The last layer was the killing stroke.
Fuka drew a small scroll from her pack. Even unrolled fully it was under a meter, no wider than a handkerchief. Crooked sealing script filled it edge to edge. It was the same scroll her swallows had carried back from Kumogakure.
She followed the instructions. She laid the scroll flat on the dirt, bit her thumb, and smeared blood across the last line of characters.
She waited.
The seal reacted. Lines of script seemed to wake and crawl off the paper to inscribe a formation across the soil.
A hum flickered along the surface, pulses like fireflies chasing one another.
The second hand on her wristwatch ticked in its tiny circle.
Fuka stepped back and counted down in her head.
Ten.
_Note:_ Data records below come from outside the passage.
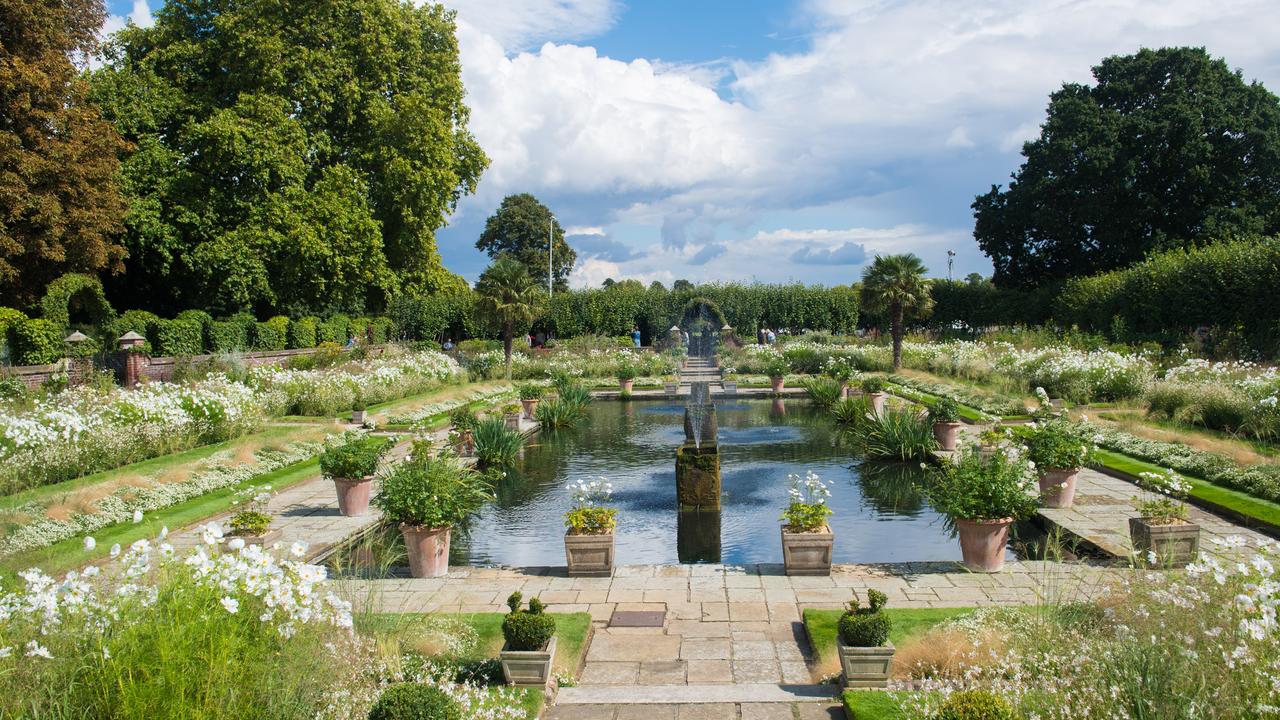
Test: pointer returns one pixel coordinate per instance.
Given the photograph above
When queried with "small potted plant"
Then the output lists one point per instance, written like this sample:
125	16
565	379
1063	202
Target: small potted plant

Eight.
The strokes thickened, roots running under leaf mold.
The glow brightened, strobing like a signal through wire.
Five. Four.
The closer it came, the heavier the weight on her chest.
If the relay failed, the day was ruined. Her years as a spy would stretch further into a horizon she could not stand.
Worry frayed her focus.
She did not hear Kiba slip in behind her.
"Fang Over Fang."
Kiba barked. His body spun into a drilling blur and lunged.
Fuka jolted, frozen. At the last instant, wings drummed her cheek. One of her swallows slammed into her face. It held no power to stop the blow, but the shock snapped her awake. She twisted and threw herself right, Kiba's vortex passing a finger-width from her ribs. She hit the ground hard and dirty, breathless and alive.
"Missed," Kiba said, smudged with paint and disappointed, the cool image of a whirling spear already fading.
A streak of red shot skyward. Hinata had fired a flare to summon the instructors to arrest the skulking woman.
"It is fine. I have it," Shino said. His collar shadowed his face as he lifted the scroll from the ground.
Fuka's eyes went wide.
The seal was buried under a living carpet of kikaichū. The firefly flicker of chakra was gone, eaten to nothing by Shino's colony.